Ingesting Auth0 log streams

I am looking to ingest Auth0 events into a GCP-based Snowplow installation. Auth0 is a popular identity management platform and supports near-real-time exports of user creation, login, … events using their log streams feature.

As Auth0 log events are not currently “natively” supported by Snowplow, I was considering using Snowplow’s remote adapter feature, but apparently remote adapters do not work with Beam Enrich, and their usage is somewhat controversial.

I see several alternatives, but would like some feedback on how to best proceed :slight_smile:.

  • Option 1. Implement an adapter in Scala; contribute this adapter to the Snowplow project.
  • Option 2. Send events to a custom endpoint/microservice of my own, which converts them into a “native” snowplow_data event and then forwards them on to the default Snowplow tp2-tracking endpoint. (Forwarding to tp2 seems to trump forwarding to the Iglu-adapter, mostly because it looks like the Iglu-adapter does not support batching of events; Auth0 micro-batches its events.)
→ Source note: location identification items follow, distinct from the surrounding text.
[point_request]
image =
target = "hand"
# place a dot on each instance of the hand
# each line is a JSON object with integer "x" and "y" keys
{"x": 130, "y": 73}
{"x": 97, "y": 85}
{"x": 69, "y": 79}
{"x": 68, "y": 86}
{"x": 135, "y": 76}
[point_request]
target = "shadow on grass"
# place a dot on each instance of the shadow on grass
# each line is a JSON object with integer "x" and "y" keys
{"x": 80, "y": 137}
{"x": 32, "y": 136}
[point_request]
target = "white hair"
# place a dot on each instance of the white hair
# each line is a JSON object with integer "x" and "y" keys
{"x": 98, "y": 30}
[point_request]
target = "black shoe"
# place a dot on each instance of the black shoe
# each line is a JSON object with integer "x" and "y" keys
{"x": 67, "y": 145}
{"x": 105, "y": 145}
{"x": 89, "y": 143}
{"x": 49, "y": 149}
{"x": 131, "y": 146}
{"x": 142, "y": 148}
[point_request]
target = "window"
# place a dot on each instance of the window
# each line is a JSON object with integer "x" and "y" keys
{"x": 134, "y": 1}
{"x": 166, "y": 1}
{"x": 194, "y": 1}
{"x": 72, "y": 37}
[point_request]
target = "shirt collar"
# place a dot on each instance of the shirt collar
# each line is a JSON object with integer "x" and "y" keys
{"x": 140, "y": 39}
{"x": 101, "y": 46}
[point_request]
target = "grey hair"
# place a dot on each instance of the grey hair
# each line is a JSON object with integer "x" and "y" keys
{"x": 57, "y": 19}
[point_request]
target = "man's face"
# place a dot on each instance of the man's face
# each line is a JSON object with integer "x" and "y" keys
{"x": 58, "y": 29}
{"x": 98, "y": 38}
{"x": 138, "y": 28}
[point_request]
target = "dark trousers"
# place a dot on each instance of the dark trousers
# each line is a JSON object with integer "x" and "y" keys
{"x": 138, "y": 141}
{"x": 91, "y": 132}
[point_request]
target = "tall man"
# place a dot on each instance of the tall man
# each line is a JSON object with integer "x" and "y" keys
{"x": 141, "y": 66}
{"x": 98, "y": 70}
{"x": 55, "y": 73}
I’m quite time-constrained, and as always having the feature faster is better. I have limited Scala experience. Implementing a small adapter micro-service only takes a matter of hours. All strong points in favor of remote adapters and now option two.

However, Auth0 is a popular, publicly available service. I’d like to contribute, and I’d like “official” integration. Looking at existing adapters, the actual programming required to ingest log events would also be limited; I’d probably spend more time setting up my dev env than coding. I’d go for this if there’s a good chance of the adapter ending up in some future release of common-enrich. I don’t want to deploy from source every time there’s a new release…

So…

  • Would an Auth0 event log adapter be a good candidate adapter? We’ve determined that we want to use Snowplow to ingest these logs, but log events are maybe not as structured as typical Snowplow data. There’s structure though - besides the log message itself, entries do have properties such as event type, user id, … It’s not just text.
  • I’m not affiliated with Auth0; is “third-party” adapter development like this encouraged? Is it ok if I’m the one defining event types under the com.auth0-namespace in Iglu central? I’m thinking of involving Auth0 or asking them to contribute, as integration with other services is their strong point. They integrate with Datadog, EventBridge, Event Grid and Slack; Snowplow should be there :wink:.
  • What about option 2? It seems quite simple to me. It’s a fairly generic alternative to using the remote adapters, and actually seems easier to set up as it does not require any Snowplow configuration changes.

I’d definitely go with option 2 here. There’s a lot more flexibility in defining what business logic is required in terms of transforming (or splitting up) the event and it means that it isn’t hardcoded to common-enrich which can be a problem with Iglu adapters (being pinned to a specific version of a schema). These services are often very inexpensive to run (Cloud Functions, Cloud Run) and you can still use a Snowplow tracker under the hood if you’d like to avoid having to construct the network request from scratch.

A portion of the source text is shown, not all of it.